A Secretaria da Ordem Pública e Social (Seops) apreendeu 12 mil CDs e DVDs falsificados durante fiscalização ocorrida na noite desta terça-feira (31), entre 18h e 21h. A ação percorreu as principais vias de Taguatinga e Ceilândia. Os donos das mídias fugiram com a chegada da fiscalização e ninguém chegou a ser preso.
A maior apreensão ocorreu em Ceilândia, onde pelo menos 7,5 mil foram recolhidas entre o centro da cidade e o Setor O. As outras 4,5 mil eram comercializadas no centro de Taguatinga. Neste mesmo local, também foi apreendido um carrinho que era utilizado para comercializar a mercadoria ilegal. Os produtos foram levados para o depósito da Agência de Fiscalização (Agefis), no Setor de Indústria e Abastecimento (SIA), e devem ser destruídos.
Balanço
Em nota, a Secretaria divulgou o balanço das operações realizadas durante todo o mês de janeiro, que recolheu 150.754 CDs e DVDs, em sua maioria, no comércio de rua do Distrito Federal. Isso sem que fossem realizadas grandes operações em feiras.
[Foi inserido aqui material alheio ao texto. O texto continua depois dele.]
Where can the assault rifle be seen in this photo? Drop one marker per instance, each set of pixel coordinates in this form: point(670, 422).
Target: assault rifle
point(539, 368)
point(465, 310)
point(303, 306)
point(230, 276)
Ceilândia lidera a lista das cidades com maior número de apreensões, com 64,8 mil mídias recolhidas, seguida por Taguatinga, com 19.088. O Gama fecha a lista dos três primeiros em números desse material apreendido, com 13,3 mil CDs e DVDs retirados do comércio ilegal. Juntas, as três representam 64,46% das apreensões no mês.
Em janeiro houve ainda 20 prisões por pirataria durante operações coordenadas pela Seops em todo o DF. Estrutural, com sete, o Setor de Indústria e Abastecimento (SIA), com seis, e Águas Claras, com três, puxam a lista das regiões administrativas com maior número de detidos com base no artigo 184 do Código Penal, violação do direito autoral. O crime prevê pena de dois a quatro anos de reclusão.
A expectativa da Secretaria para o ano é que sejam superados os números de apreensões ocorridas em 2011, quando foram recolhidos 1.143.324 CDs e DVDs piratas, das ruas e feiras do DF. As ações repressivas, este ano, devem ser acompanhadas de campanhas educativas que visam alertar a população para os danos causados pelo consumo de produtos falsificados. Entre eles a relação entre pirataria e o crime organizado, os riscos para a saúde de produtos sem certificação, a sonegação de impostos e o incentivo à informalidade no mercado de trabalho.